Meyebela, My Bengali Girlhood
- Author: Taslima Nasrin
- Language: Bengali English
- Genre: Autobiography
- Publisher: Steerforth
- Publication date: June 1, 1998
- Media type: Hardback
- Pages: 300
- ISBN: 1-58642-051-8
- OCLC: 49650304
- Dewey Decimal: 891.4/4171 B 21
- LC Class: PK1730.3.A65 Z46 2002

= Meyebela, My Bengali Girlhood =

Book by Taslima Nasreen

Meyebela, My Bengali Girlhood is a 1998 autobiographical book by Bangladeshi doctor, turned feminist writer Taslima Nasrin.

==Synopsis==
This autobiographical book tells Nasrin's story from birth to adolescence. The Bengali term Meyebela means "girlhood". The book has been banned in Bangladesh because "its contents might hurt the existing social system and religious sentiments of the people."

The book is very frank about her father and mother. Her father is described by Nasrin as rude and tyrannical. Nasrin was also sexually exploited by two of her family elders (uncles). She also said: "When I was at the hospital (in Dhaka), I treated so many seven- or eight-year-old girls who were raped by their male relatives, some 50 or 60 years old. I treated them, and I remembered when I was raped."

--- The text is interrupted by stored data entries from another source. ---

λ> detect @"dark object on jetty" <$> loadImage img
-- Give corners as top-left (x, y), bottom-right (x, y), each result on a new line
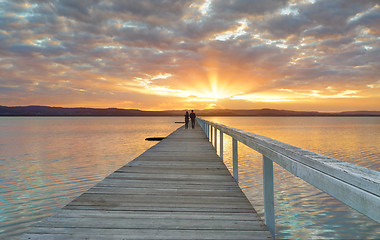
top-left (145, 137), bottom-right (165, 141)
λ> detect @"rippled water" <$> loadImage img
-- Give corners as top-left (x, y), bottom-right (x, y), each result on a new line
top-left (0, 116), bottom-right (379, 239)
top-left (203, 116), bottom-right (380, 239)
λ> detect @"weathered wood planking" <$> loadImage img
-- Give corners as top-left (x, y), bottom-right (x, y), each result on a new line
top-left (21, 122), bottom-right (272, 240)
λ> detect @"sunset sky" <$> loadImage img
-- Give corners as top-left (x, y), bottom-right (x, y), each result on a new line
top-left (1, 0), bottom-right (379, 111)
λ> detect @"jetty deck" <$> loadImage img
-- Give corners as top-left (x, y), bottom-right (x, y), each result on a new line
top-left (21, 123), bottom-right (272, 240)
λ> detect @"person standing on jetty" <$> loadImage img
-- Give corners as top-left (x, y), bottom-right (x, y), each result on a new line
top-left (190, 110), bottom-right (196, 129)
top-left (184, 111), bottom-right (190, 129)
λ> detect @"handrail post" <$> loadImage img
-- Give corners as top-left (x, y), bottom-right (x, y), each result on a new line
top-left (219, 130), bottom-right (223, 160)
top-left (214, 127), bottom-right (217, 148)
top-left (206, 123), bottom-right (209, 139)
top-left (210, 125), bottom-right (213, 143)
top-left (263, 155), bottom-right (275, 238)
top-left (232, 138), bottom-right (238, 183)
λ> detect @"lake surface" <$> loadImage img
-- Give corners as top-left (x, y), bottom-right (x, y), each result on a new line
top-left (0, 116), bottom-right (379, 239)
top-left (203, 117), bottom-right (380, 239)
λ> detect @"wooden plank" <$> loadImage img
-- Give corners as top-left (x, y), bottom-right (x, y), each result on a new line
top-left (96, 178), bottom-right (239, 186)
top-left (128, 161), bottom-right (226, 168)
top-left (21, 230), bottom-right (272, 240)
top-left (116, 166), bottom-right (231, 174)
top-left (107, 172), bottom-right (236, 180)
top-left (34, 218), bottom-right (266, 231)
top-left (63, 205), bottom-right (258, 213)
top-left (48, 209), bottom-right (262, 220)
top-left (86, 186), bottom-right (245, 197)
top-left (21, 122), bottom-right (272, 239)
top-left (95, 181), bottom-right (240, 190)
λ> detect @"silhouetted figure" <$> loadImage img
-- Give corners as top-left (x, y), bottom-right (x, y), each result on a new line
top-left (190, 110), bottom-right (196, 129)
top-left (184, 111), bottom-right (190, 129)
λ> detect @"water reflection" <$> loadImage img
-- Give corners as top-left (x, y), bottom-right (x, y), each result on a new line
top-left (205, 116), bottom-right (380, 239)
top-left (0, 117), bottom-right (179, 239)
top-left (1, 116), bottom-right (379, 239)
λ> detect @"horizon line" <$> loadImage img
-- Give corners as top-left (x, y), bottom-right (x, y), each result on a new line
top-left (1, 105), bottom-right (379, 115)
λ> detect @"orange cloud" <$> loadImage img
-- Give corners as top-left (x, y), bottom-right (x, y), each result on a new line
top-left (0, 1), bottom-right (379, 111)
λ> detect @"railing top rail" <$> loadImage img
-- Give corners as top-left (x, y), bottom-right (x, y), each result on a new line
top-left (199, 118), bottom-right (380, 197)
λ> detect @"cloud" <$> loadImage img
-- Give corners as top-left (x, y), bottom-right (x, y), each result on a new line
top-left (260, 13), bottom-right (312, 39)
top-left (0, 0), bottom-right (379, 110)
top-left (348, 5), bottom-right (380, 34)
top-left (211, 0), bottom-right (289, 19)
top-left (320, 37), bottom-right (354, 48)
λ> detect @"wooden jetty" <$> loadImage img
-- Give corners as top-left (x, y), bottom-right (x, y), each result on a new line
top-left (21, 122), bottom-right (272, 240)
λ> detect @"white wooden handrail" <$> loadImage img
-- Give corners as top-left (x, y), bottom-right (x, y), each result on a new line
top-left (197, 118), bottom-right (380, 238)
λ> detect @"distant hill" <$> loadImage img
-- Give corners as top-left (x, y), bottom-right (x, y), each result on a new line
top-left (0, 105), bottom-right (177, 116)
top-left (1, 105), bottom-right (379, 116)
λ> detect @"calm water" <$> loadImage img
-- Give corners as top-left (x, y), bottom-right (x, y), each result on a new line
top-left (0, 117), bottom-right (179, 239)
top-left (203, 116), bottom-right (380, 239)
top-left (0, 117), bottom-right (379, 239)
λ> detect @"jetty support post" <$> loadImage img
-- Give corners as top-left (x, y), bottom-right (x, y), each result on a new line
top-left (209, 125), bottom-right (213, 144)
top-left (263, 155), bottom-right (275, 237)
top-left (214, 127), bottom-right (217, 148)
top-left (232, 138), bottom-right (238, 183)
top-left (219, 130), bottom-right (223, 160)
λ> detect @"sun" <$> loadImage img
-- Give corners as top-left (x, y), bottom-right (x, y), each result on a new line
top-left (204, 66), bottom-right (234, 101)
top-left (191, 80), bottom-right (234, 102)
top-left (209, 87), bottom-right (231, 100)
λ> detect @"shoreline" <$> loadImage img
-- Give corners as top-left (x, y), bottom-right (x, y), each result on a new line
top-left (1, 106), bottom-right (380, 117)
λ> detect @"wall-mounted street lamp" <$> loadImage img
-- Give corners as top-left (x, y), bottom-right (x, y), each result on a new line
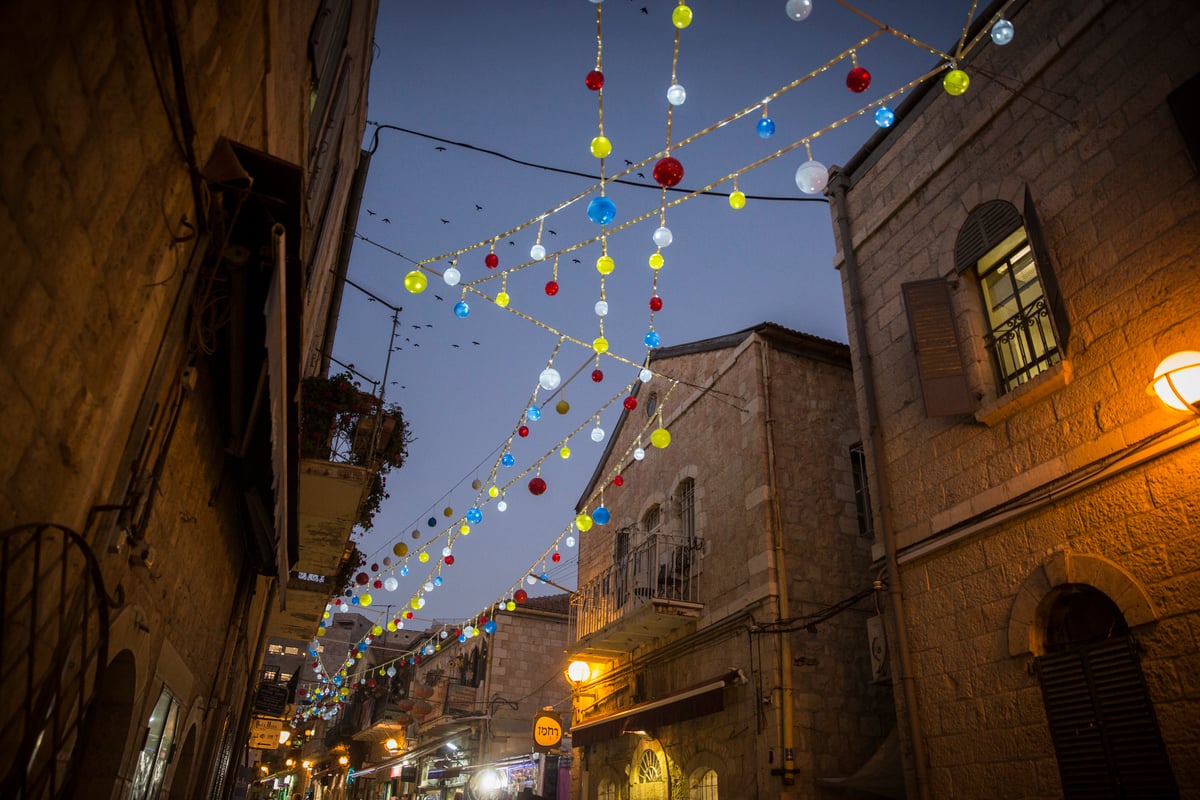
top-left (566, 660), bottom-right (592, 685)
top-left (1151, 351), bottom-right (1200, 413)
top-left (385, 738), bottom-right (400, 754)
top-left (338, 755), bottom-right (350, 766)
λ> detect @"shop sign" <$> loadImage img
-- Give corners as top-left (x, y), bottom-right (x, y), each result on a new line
top-left (532, 710), bottom-right (562, 752)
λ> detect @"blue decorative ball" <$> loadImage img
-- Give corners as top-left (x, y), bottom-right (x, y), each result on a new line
top-left (427, 517), bottom-right (437, 526)
top-left (592, 506), bottom-right (611, 525)
top-left (644, 330), bottom-right (661, 348)
top-left (484, 620), bottom-right (497, 634)
top-left (433, 576), bottom-right (443, 587)
top-left (587, 196), bottom-right (617, 225)
top-left (756, 117), bottom-right (776, 138)
top-left (454, 301), bottom-right (470, 318)
top-left (501, 452), bottom-right (515, 467)
top-left (527, 405), bottom-right (542, 421)
top-left (466, 507), bottom-right (483, 524)
top-left (874, 107), bottom-right (895, 128)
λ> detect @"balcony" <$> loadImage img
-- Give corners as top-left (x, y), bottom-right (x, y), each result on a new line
top-left (569, 530), bottom-right (703, 657)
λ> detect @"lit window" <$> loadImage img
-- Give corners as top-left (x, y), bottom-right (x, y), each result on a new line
top-left (126, 687), bottom-right (179, 800)
top-left (637, 750), bottom-right (663, 783)
top-left (283, 646), bottom-right (300, 656)
top-left (267, 644), bottom-right (283, 655)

Nasrin has in this and in her other books written about women's rights in Bangladesh: "Girls suffer, especially in Muslim countries," she said. "I could not go out and run in the fields. I was supposed to stay home to learn how to cook, to clean. Women are not treated as human beings. They are taught for centuries that they are slaves of men."